NIE ŻYCZĘ SOBIE BYĆ ADAMEM K.

   A to ciekawe: jeden z najbogatszych Polaków Ryszard Krauze częściowo zrzekł się prawa do ochrony prywatności. Wyraził zgodę na publikowanie swoich personaliów i wizerunku. Wręcz zażądał od mediów, by na fotografiach nie zasłaniano mu oczu czarną opaską i nie pisano o nim jako o Ryszardzie K. W ten sposób bowiem jest on kreowany w opinii publicznej na przestępcę, którym się nie czuje.

   Według prawa prasowego, o osobie z prokuratorskimi zarzutami nie można pisać po nazwisku - trzeba poprzestać na inicjale; nie można też pokazywać jej na zdjęciu bez częściowo przesłoniętej twarzy.
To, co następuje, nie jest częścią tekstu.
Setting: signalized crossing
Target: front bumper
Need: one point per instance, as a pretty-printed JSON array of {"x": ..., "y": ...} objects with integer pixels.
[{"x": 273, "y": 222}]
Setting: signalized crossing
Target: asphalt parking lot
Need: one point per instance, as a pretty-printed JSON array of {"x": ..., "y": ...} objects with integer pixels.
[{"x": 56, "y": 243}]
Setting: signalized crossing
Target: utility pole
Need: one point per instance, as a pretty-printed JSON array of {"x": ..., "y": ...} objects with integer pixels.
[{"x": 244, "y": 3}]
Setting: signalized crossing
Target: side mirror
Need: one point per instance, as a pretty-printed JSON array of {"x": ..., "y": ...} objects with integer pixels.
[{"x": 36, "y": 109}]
Chyba że na pełną jawność zgodzą się albo sam zainteresowany, albo sąd.

   Egzekwowanie tego przepisu bywało czasem absurdalne. Chcąc nie chcąc, swego czasu kwalifikowałem do druku informacje o "Przemysławie W., synu prezydenta RP" (oskarżonym o spowodowanie wypadku drogowego, gdy kierował samochodem po pijanemu w stanie pomroczności jasnej) oraz o "Mirosławie H., synu polskiego kosmonauty" (oskarżonym - bezpodstawnie, jak się potem okazało - o kradzież broni z jednostki wojskowej). Każde dziecko wiedziało, że to było o dzieciach Lecha Wałęsy i Mirosława Hermaszewskiego. Ale napisać o nich po nazwisku nie dało rady.
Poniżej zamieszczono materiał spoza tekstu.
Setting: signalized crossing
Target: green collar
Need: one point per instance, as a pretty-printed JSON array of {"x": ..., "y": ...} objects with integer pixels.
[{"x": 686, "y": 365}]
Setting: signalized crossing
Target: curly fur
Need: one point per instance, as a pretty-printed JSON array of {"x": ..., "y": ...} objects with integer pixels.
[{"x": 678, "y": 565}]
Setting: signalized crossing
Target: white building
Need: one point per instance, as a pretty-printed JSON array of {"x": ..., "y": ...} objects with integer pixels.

   Raz w redakcji kolegialnie zdecydowaliśmy się oprzeć tej głupawce. Kiedy prezydentowi Wrocławia Bogdanowi Zdrojewskiemu (obecnemu ministrowi kultury) prokuratura zarzuciła niepłacenie przez miasto podatku VAT i tym samym narażenie skarbu państwa na straty - pisaliśmy o oskarżonym nie robiąc z niego niejakiego Z. i nie ukrywając jego twarzy na fotografiach. Rozumowaliśmy podobnie jak Krauze. Nie chcieliśmy traktować powszechnie na Dolnym Śląsku znanego Zdrojewskiego jak pospolitego przestępcę (później zresztą został on przez sąd uniewinniony).